1. Formal Definition

Mean Squared Error (MSE) measures the average squared difference between the true values ($y_i$​) and the model’s predictions ($\hat{y}_i$​).

$MSE = \frac{1}{n}\sum_{i=1}^{n}(y_i – \hat{y}_i)^2$

  • $y_i$​: Actual observed values (ground truth)
  • $\hat{y}_i$​: Predicted values from the model
  • $n$: Number of samples

2. Why Square the Errors?

  • No cancellation: If we just sum raw errors ($y_i – \hat{y}_i$), positive and negative values cancel each other out. Squaring avoids this.
  • Penalizes large errors more strongly: A large deviation (say 10 units off) becomes 100 after squaring.
  • This property makes MSE very sensitive to outliers.

3. Relation to Other Metrics

  • MAE (Mean Absolute Error): Uses absolute differences instead of squares. Less sensitive to outliers.
  • RMSE (Root Mean Squared Error): Square root of MSE, brings the error back to the same unit as the target variable.
  • MSE vs. RMSE:
    • MSE is easier to compute (no root), often used as a loss function in optimization.
    • RMSE is easier to interpret (same units as data).

4. Statistical Meaning

  • MSE = Variance + Bias² (Bias-Variance Decomposition).
    • Bias²: Systematic error from wrong assumptions (e.g., using a linear model for curved data).
    • Variance: Error from sensitivity to training data (overfitting).
  • This decomposition explains why minimizing MSE is crucial in balancing underfitting vs. overfitting.

5. Properties

  • Non-negative: $MSE \geq 0$.
  • Consistent estimator: As sample size increases, MSE approaches the true expected squared error.
  • Differentiable: Important for gradient-based optimization (e.g., in neural networks).

6. Example Calculation

Suppose we have 4 observations:

ObservationTrue Value ($y$)Prediction ($\hat{y}$​)Error ($y – \hat{y}$​)Squared Error
13211
25500
324-24
47611

$MSE = \frac{1}{4}(1+0+4+1) = \frac{6}{4} = 1.5$

So the model’s average squared error is 1.5.


7. Applications of MSE

  1. Model Training:
    • Linear regression minimizes MSE to find the best-fit line.
    • Neural networks use MSE (or RMSE) as a loss function for regression tasks.
  2. Forecasting Accuracy:
    • Time series models (ARIMA, LSTM, etc.) often evaluated by MSE.
  3. Signal Processing:
    • Used to measure reconstruction accuracy (e.g., audio/image compression).

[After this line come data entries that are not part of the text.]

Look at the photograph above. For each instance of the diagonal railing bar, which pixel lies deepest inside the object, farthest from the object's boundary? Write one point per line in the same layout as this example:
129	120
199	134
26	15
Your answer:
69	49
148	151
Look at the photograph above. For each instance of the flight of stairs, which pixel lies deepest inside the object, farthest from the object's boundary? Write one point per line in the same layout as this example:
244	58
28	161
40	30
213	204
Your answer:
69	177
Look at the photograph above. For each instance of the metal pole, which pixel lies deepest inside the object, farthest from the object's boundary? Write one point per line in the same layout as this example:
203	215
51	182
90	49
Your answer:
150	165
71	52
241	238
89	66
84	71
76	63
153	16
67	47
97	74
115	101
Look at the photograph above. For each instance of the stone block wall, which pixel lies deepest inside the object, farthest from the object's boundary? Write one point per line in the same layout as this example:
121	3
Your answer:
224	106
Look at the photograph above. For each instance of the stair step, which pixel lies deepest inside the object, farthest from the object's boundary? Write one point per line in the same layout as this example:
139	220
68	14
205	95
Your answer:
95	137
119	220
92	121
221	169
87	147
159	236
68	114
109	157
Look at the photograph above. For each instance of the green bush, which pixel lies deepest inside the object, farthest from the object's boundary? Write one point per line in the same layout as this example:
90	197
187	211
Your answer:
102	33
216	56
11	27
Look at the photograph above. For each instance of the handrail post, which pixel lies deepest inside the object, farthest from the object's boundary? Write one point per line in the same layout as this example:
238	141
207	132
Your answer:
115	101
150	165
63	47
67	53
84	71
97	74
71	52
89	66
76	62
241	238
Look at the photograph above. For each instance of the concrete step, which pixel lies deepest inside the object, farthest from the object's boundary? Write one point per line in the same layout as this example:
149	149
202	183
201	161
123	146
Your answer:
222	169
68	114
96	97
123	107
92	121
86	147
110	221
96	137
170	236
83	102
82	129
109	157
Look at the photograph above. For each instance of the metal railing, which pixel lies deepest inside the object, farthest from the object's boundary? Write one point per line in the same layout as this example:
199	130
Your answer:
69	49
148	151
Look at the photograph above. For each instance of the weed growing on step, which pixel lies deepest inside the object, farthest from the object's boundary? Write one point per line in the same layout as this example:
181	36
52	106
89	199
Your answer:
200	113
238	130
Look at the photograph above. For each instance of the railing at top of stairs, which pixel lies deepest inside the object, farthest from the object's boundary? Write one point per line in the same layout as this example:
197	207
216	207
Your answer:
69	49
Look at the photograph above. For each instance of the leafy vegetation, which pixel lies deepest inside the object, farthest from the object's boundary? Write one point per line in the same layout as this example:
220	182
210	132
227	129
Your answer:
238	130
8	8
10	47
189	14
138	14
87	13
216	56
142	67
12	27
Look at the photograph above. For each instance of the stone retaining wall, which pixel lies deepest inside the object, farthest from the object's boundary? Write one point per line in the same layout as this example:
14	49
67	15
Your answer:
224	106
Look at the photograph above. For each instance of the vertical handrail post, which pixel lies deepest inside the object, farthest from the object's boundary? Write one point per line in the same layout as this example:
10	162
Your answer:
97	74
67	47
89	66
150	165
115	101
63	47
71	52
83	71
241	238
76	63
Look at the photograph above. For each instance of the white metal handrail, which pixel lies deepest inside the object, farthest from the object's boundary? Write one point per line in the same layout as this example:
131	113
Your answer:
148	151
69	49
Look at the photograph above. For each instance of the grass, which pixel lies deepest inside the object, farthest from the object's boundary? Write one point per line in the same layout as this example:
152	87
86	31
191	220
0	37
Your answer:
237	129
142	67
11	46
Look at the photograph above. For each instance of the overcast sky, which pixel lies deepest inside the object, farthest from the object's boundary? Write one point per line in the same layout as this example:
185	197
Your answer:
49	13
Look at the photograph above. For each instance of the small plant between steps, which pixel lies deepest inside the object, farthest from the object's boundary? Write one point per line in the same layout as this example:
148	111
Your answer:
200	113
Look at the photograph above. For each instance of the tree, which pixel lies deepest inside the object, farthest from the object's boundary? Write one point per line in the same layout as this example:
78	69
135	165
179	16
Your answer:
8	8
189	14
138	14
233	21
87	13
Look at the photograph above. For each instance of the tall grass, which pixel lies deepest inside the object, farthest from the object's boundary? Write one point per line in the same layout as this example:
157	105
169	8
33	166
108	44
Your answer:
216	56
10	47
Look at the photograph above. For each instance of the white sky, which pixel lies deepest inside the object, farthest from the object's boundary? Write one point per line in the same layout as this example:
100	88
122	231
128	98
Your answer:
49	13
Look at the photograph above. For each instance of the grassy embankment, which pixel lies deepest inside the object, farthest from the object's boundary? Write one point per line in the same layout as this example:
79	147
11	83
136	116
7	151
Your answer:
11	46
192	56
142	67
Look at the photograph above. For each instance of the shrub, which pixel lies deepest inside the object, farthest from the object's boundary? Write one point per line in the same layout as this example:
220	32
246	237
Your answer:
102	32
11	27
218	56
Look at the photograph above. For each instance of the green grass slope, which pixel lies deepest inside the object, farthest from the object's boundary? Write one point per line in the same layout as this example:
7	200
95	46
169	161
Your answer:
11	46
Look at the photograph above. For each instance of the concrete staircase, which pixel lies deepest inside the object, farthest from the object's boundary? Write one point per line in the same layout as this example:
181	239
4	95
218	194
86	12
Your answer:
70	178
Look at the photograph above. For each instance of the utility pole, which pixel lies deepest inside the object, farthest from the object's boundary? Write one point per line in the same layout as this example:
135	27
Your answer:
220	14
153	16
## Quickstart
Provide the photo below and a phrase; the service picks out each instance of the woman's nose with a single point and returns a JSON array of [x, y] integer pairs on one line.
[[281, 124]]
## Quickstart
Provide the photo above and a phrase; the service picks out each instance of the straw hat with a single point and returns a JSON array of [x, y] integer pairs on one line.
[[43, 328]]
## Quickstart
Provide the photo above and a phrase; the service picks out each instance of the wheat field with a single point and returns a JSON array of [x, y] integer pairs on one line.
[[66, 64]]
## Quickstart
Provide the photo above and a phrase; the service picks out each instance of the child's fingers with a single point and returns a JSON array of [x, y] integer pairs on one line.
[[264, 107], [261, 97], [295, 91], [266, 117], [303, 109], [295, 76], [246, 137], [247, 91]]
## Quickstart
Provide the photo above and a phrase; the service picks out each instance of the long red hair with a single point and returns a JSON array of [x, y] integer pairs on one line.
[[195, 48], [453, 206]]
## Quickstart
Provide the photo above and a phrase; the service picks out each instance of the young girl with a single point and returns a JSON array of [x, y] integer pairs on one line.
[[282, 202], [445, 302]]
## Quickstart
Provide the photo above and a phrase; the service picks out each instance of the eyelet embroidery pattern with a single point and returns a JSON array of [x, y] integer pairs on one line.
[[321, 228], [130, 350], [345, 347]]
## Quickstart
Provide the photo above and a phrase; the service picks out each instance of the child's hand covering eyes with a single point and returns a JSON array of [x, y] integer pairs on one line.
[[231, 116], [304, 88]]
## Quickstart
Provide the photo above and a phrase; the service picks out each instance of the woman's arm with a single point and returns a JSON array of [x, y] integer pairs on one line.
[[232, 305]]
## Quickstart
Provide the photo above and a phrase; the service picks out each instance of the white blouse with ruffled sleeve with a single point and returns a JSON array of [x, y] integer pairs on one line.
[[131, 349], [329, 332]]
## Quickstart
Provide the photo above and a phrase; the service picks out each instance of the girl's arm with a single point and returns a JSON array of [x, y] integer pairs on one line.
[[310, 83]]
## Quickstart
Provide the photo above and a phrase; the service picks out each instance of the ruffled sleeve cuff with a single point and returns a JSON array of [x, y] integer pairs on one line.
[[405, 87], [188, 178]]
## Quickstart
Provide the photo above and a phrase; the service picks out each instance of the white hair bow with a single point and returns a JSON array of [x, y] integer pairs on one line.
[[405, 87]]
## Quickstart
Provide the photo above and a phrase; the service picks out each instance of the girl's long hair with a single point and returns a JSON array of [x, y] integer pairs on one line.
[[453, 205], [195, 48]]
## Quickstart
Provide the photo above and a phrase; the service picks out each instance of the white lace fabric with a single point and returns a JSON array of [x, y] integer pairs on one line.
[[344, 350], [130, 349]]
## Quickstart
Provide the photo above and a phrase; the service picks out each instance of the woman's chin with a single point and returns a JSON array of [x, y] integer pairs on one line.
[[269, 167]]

8. Advantages & Disadvantages

Advantages:

  • Simple to compute and widely used.
  • Differentiable (good for gradient descent).
  • Penalizes larger errors more (useful if large deviations are unacceptable).

Disadvantages:

  • Units are squared (harder to interpret).
  • Sensitive to outliers (a single bad prediction can dominate the error).

9. When to Use MSE vs Others

  • Use MSE: When large errors must be penalized heavily.
  • Use MAE: When robustness to outliers is more important.
  • Use RMSE: When interpretability (same units as target) matters.

Summary in one line:
MSE is the average of squared prediction errors, widely used in regression because it’s mathematically convenient, strongly penalizes large errors, but can be distorted by outliers.